José Monserrat Filho **

"Esse homem futuro, que segundo os cientistas será produzido em menos de um século, parece motivado por uma rebelião contra a existência humana tal como ela nos foi dada - um dom gratuito vindo do nada (secularmente falando), que ele deseja trocar, por assim dizer, por algo produzido por ele mesmo."
Hannah Arend 1

 

Desde o início da Era Espacial, inaugurada em 4 de outubro de 1957 com o lançamento do primeiro satélite artificial da Terra, o Sputnik I, pela ex-União Soviética, habituamo-nos a dizer que a conquista do espaço é um triunfo da espécie humana, da humanidade, de todos os habitantes do nosso planeta.

O ex-ministro da Ciência e Tecnologia da França, Hubert Curien, conhecido por suas posições humanistas, considera que, no século XX, quatro grandes façanhas assinalam a nossa trajetória espacial: o lançamento do Sputnik I em 1957, o vôo de Iuri Gagarin em 1961, a assinatura do Tratado do Espaço em 1967 e a chegada do homem à Lua em 1969.

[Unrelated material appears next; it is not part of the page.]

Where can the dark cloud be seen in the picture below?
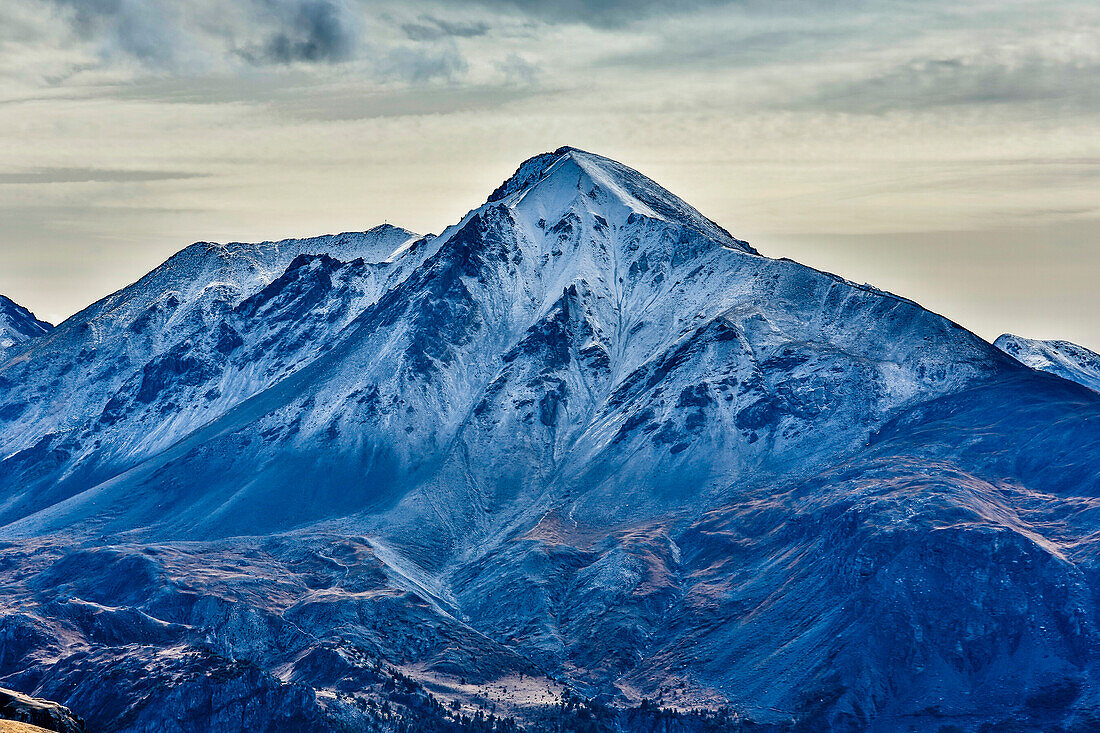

Hubert Curien assinala, igualmente, que "esta soberba aventura foi marcada não apenas por feroz competição no clima da Guerra Fria, mas também pelo profundo desejo de unidade global, que as Nações Unidas souberam aproveitar com firmeza e eficiência, adotando, em tempo recorde, a vontade de fazer do acesso ao espaço uma nova via pacífica de desenvolvimento para toda a humanidade". 2

O admirado homem público francês chama a atenção para os avanços trazidos pelas atividades espaciais para as relações humanas: Os satélites de telecomunicações deram nova dimensão aos contatos pessoais e à distribuição de massa da informação. Os satélites de observação da terra possibilitam melhor gestão dos recursos naturais da Terra e a coleta constante, em todas as amplitudes de ondas, de dados tanto de quantidade como de qualidade inestimável. Os satélites e sondas científicas nos permitem dar saltos no conhecimento não só do nosso sistema solar, como também do Universo mais profundo. Ainda estamos muito longe de dominar todos os mistérios do Universo, porém, o que sabemos hoje sobre sua evolução e seu funcionamento excede em muitas vezes o que sabíamos há apenas algumas décadas.

As atividades espaciais tornaram-se essenciais para a vida em nosso planeta, embora bilhões de pessoas em todos os continentes ainda não se dêem conta de sua relevância em seu dia-a-dia.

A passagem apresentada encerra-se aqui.